After nearly 40-years, BBC World Service will mostly cease to be part of Radio Television Hong Kong (RTHK)’s main radio programme offering. The channel now will be, for the most part, replaced with the mainland’s China National Radio (CNR).

The move comes after a review conducted on March 28 last year, when the Hong Kong government decided that Digital Audio Broadcasting (DAB) services would be axed due to lack of demand and to keep up with contemporary trends in broadcast technology. Following this decision, RTHK released on Friday a new programming schedule, which will be implemented from 4 September.

One of the programmes affected by the new schedule is BBC World Service, which has been broadcast live on RTHK Radio 6 on AM frequency since 1978. The programme will now be relayed from 11pm to 7am on RTHK Radio 4, which broadcasts in FM frequency.

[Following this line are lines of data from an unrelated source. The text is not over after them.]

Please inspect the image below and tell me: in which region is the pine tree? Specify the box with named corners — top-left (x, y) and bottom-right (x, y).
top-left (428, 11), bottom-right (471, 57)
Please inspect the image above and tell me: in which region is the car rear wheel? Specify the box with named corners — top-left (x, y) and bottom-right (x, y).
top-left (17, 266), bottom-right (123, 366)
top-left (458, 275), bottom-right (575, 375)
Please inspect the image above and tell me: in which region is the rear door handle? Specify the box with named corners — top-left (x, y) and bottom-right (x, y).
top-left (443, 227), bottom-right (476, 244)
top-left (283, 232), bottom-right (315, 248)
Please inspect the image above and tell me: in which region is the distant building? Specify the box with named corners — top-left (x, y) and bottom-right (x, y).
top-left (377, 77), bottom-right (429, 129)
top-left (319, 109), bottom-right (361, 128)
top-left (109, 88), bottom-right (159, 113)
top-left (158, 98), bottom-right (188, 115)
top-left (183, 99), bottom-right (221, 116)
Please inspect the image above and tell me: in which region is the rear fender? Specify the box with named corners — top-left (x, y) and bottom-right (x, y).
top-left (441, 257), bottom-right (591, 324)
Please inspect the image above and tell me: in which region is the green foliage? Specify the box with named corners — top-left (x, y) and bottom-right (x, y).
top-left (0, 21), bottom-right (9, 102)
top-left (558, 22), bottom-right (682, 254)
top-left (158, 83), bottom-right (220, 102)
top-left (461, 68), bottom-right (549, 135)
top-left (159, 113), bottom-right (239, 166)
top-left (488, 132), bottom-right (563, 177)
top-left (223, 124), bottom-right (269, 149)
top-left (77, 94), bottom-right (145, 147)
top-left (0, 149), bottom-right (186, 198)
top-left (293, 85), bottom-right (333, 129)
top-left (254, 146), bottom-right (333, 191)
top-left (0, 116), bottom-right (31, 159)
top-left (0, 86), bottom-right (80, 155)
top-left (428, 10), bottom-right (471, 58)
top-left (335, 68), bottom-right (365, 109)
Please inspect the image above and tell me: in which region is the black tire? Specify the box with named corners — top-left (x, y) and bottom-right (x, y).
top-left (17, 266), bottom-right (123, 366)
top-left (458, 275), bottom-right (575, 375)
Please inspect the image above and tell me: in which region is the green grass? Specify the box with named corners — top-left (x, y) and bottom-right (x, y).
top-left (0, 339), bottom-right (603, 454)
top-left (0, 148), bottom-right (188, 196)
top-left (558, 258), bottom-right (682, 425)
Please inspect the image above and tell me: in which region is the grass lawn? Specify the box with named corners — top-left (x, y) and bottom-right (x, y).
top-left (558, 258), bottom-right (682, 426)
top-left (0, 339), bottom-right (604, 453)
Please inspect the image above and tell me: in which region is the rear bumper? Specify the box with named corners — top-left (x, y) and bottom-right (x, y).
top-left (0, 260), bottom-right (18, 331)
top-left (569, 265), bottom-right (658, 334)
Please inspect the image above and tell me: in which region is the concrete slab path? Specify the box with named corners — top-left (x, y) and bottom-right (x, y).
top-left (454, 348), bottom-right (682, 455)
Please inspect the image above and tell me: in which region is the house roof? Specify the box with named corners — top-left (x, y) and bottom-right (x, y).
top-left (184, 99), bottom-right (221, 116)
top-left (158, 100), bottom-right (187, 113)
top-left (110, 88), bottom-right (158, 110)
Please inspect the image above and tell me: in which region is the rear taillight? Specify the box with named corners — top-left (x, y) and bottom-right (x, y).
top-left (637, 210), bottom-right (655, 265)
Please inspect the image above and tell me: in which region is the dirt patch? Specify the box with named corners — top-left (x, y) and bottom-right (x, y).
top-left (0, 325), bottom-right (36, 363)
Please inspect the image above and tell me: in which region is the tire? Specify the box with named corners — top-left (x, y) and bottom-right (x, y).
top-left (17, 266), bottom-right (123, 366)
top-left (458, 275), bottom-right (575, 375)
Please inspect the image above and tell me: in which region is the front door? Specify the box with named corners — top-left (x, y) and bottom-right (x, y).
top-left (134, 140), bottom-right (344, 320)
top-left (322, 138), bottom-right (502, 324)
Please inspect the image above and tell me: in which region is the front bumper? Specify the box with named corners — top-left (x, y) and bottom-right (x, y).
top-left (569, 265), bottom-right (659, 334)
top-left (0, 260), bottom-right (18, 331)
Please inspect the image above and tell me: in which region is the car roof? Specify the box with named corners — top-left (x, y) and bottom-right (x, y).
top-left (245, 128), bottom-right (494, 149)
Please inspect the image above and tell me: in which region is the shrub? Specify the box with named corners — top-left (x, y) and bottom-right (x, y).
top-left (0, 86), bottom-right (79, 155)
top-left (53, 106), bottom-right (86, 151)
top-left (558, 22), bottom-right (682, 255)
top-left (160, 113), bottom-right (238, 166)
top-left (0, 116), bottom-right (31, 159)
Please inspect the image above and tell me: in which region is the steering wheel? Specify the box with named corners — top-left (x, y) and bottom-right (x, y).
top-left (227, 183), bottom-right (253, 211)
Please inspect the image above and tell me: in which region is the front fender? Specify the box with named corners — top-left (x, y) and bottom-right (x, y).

“Starting from 2012, the year that RTHK started to have DAB service, CNR Hong Kong Edition was requested to tailor-made to Hong Kong for cultural exchange between Mainland China and Hong Kong,” said Amen Ng, head of communications at RTHK, to the Public Media Alliance. “With respect to the decision on 28 March, RTHK has to keep the radio services back to 7 channels.  Under the limited frequencies, and consideration of manpower and audience profile, BBC World service has to be shortened to 8 hours.”

RTHK Radio 3 and English news will continue to intermittently broadcast BBC’s international news to a Hong Kong audience, and interested viewers will still be able to access BBC news online. But the move has raised concerns about press freedom and growing state influence in the semi-autonomous province. As reported by The Guardian, some listeners see the move as a way of restricting access to reliable and alternative information.

“This just proves how political consideration and Chinese forces are eroding press freedom,” said the activist Joshua Wong.

However, according to RTHK, keeping China National Radio was necessary to maintain a cultural relationship between Hong Kong and the mainland.

“This channel is tailor made for RTHK when we first introduced DAB, and it can enhance the cultural exchange between the mainland and Hong Kong,” Ng said.

CNR programmes will focus on news, finance, arts, culture and lifestyle predominantly in Mandarin, with some content in Cantonese.